Nebenleistungen (Ancillary Services, AS) sind Produkte zur Netzstabilität, die Netzbetreiber zusätzlich zur Energie beschaffen, um das Stromsystem im Gleichgewicht zu halten. Die drei Kategorien von Nebenleistungen, die auf den Großhandelsmärkten von ISO-NE beschafft werden, sind Regelenergie, Reserven und Ausgleichsleistungen.

  • Regelenergie-Ressourcen reagieren im Sekundentakt, um die Netzfrequenz bei 60 Hz zu halten.
  • Reserven stehen als bereitgestellte Kapazität zur Verfügung und werden nur aktiviert, wenn ein Generator ausfällt oder es zu einem plötzlichen Nachfragesprung kommt.
  • Ausgleichsleistungen decken die Lücke zwischen dem am Vortag freigegebenen Angebot und der tatsächlichen Nachfrage, wenn es zu einem Mangel an Echtzeitressourcen kommt.

Batterien hielten 84 % der freigegebenen Regelenergiekapazität bis Herbst 2025, verglichen mit 24 % im Jahr 2020. In den Bereichen Reserve und Ausgleich sind sie weniger dominant, da hier nur gezahlt wird, wenn sie tatsächlich abgerufen werden (meist nur bei Knappheit). Es gibt weitere Nebenleistungen wie Schwarzstart und Spannungshaltung, diese werden jedoch nicht über die Großhandelsmärkte beschafft.

Zwischen Regelenergie, Reserven und Ausgleichsleistungen gibt es 5 Nebenleistungsprodukte

Regelenergie ist ein kontinuierlicher, bidirektionaler Dienst.
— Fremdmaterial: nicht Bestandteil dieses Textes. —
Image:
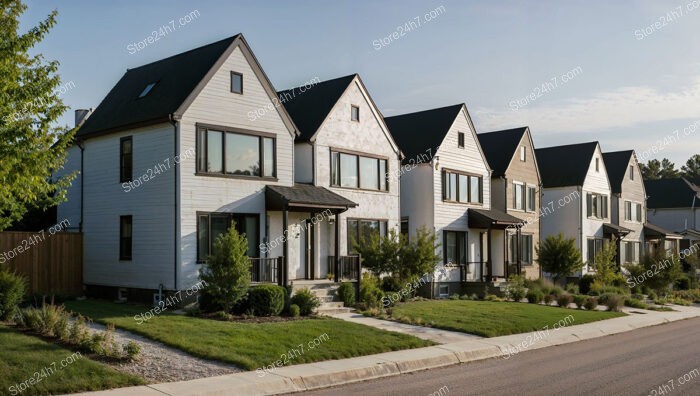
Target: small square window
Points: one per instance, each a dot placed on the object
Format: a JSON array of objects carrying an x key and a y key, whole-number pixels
[{"x": 236, "y": 83}]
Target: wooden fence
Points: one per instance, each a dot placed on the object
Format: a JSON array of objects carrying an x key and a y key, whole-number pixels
[{"x": 52, "y": 263}]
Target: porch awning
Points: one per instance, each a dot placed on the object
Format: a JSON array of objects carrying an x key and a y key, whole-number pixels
[
  {"x": 491, "y": 218},
  {"x": 305, "y": 198},
  {"x": 652, "y": 231},
  {"x": 614, "y": 229}
]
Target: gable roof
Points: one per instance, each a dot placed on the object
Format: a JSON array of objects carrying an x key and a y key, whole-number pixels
[
  {"x": 310, "y": 107},
  {"x": 178, "y": 80},
  {"x": 567, "y": 165},
  {"x": 671, "y": 193},
  {"x": 421, "y": 133},
  {"x": 500, "y": 147},
  {"x": 616, "y": 164}
]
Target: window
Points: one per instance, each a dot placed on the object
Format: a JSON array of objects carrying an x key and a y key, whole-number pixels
[
  {"x": 236, "y": 154},
  {"x": 125, "y": 237},
  {"x": 126, "y": 159},
  {"x": 597, "y": 205},
  {"x": 458, "y": 187},
  {"x": 211, "y": 225},
  {"x": 356, "y": 171},
  {"x": 147, "y": 90},
  {"x": 355, "y": 113},
  {"x": 519, "y": 196},
  {"x": 455, "y": 247},
  {"x": 531, "y": 198},
  {"x": 236, "y": 82},
  {"x": 361, "y": 230}
]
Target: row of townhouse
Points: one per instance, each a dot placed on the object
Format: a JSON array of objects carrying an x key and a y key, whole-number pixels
[{"x": 181, "y": 147}]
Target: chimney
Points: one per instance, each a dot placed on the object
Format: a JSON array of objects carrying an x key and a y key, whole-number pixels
[{"x": 81, "y": 115}]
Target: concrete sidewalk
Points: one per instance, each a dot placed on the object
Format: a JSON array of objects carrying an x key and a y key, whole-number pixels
[{"x": 338, "y": 372}]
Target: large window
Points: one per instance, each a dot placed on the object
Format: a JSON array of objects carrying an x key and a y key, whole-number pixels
[
  {"x": 125, "y": 237},
  {"x": 356, "y": 171},
  {"x": 597, "y": 205},
  {"x": 526, "y": 248},
  {"x": 228, "y": 152},
  {"x": 360, "y": 230},
  {"x": 211, "y": 225},
  {"x": 458, "y": 187},
  {"x": 126, "y": 159},
  {"x": 455, "y": 247}
]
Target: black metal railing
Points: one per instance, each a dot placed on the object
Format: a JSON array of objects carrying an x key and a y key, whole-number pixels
[{"x": 265, "y": 269}]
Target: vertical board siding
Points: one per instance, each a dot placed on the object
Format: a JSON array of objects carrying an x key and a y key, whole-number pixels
[{"x": 53, "y": 264}]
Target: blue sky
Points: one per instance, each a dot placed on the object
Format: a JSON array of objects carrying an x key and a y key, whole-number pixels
[{"x": 631, "y": 84}]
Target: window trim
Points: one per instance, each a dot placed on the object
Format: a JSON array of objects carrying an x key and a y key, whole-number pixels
[
  {"x": 233, "y": 73},
  {"x": 199, "y": 127}
]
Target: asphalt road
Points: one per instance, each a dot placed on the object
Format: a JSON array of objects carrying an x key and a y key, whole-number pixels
[{"x": 640, "y": 362}]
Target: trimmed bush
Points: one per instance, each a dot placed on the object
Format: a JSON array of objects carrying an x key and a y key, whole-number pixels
[
  {"x": 266, "y": 300},
  {"x": 306, "y": 301},
  {"x": 346, "y": 292},
  {"x": 12, "y": 289},
  {"x": 564, "y": 300},
  {"x": 534, "y": 296}
]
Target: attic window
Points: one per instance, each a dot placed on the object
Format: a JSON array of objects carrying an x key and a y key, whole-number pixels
[{"x": 146, "y": 90}]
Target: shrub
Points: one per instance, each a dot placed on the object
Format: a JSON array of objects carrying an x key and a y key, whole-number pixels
[
  {"x": 584, "y": 284},
  {"x": 564, "y": 300},
  {"x": 534, "y": 296},
  {"x": 591, "y": 303},
  {"x": 266, "y": 300},
  {"x": 12, "y": 289},
  {"x": 346, "y": 292},
  {"x": 306, "y": 301},
  {"x": 294, "y": 310},
  {"x": 580, "y": 300}
]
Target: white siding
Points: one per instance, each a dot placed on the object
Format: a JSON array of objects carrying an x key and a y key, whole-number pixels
[
  {"x": 216, "y": 105},
  {"x": 151, "y": 204}
]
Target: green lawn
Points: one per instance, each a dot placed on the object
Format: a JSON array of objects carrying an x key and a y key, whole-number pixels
[
  {"x": 23, "y": 357},
  {"x": 492, "y": 319},
  {"x": 251, "y": 345}
]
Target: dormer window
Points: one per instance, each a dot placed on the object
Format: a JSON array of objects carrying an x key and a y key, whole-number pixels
[
  {"x": 236, "y": 82},
  {"x": 147, "y": 90}
]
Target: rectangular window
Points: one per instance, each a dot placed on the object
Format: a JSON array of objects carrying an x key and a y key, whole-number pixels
[
  {"x": 355, "y": 113},
  {"x": 126, "y": 159},
  {"x": 236, "y": 82},
  {"x": 236, "y": 154},
  {"x": 125, "y": 237},
  {"x": 211, "y": 225},
  {"x": 455, "y": 247}
]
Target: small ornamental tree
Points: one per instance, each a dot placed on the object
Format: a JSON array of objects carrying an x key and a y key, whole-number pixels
[
  {"x": 559, "y": 256},
  {"x": 227, "y": 273}
]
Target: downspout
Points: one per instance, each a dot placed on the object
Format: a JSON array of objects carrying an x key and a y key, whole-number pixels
[{"x": 176, "y": 193}]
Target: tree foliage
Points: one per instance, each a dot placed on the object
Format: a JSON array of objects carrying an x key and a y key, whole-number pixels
[
  {"x": 559, "y": 256},
  {"x": 31, "y": 145}
]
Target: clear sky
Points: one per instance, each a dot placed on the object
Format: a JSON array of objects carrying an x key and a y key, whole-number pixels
[{"x": 626, "y": 73}]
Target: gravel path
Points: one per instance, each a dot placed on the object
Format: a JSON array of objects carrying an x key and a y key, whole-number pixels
[{"x": 160, "y": 363}]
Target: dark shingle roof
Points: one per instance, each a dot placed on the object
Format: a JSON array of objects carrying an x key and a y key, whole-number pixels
[
  {"x": 671, "y": 193},
  {"x": 175, "y": 77},
  {"x": 500, "y": 146},
  {"x": 310, "y": 106},
  {"x": 565, "y": 165},
  {"x": 616, "y": 165},
  {"x": 419, "y": 134}
]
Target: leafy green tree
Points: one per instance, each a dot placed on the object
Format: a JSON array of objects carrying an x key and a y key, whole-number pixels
[
  {"x": 559, "y": 256},
  {"x": 226, "y": 275},
  {"x": 31, "y": 146}
]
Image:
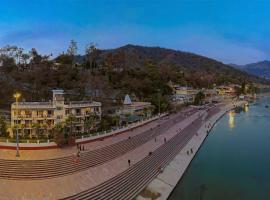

Die Ressourcen folgen alle 4 Sekunden den Signalen der automatischen Leistungsregelung (AGC), indem sie Strom aufnehmen oder einspeisen, um die Netzfrequenz bei 60 Hz zu halten. In ISO-NE ist Regelenergie ein systemweites Stabilitätsprodukt mit einer täglich festgelegten Anforderung pro Stunde von 90–95 MW, im Schnitt 93 MW.

Zehn-Minuten-Spinning-Reserve (TMSR) muss von Ressourcen bereitgestellt werden, die bereits am Netz sind. Sowohl die Erzeugungs- als auch die Nachfrageseite einer Batterie kann qualifizieren. Die Nachfrageseite qualifiziert sich, indem die aktive Ladelast innerhalb von 10 Minuten reduziert wird – sowohl bei Batterien als auch bei anderen Anlagen.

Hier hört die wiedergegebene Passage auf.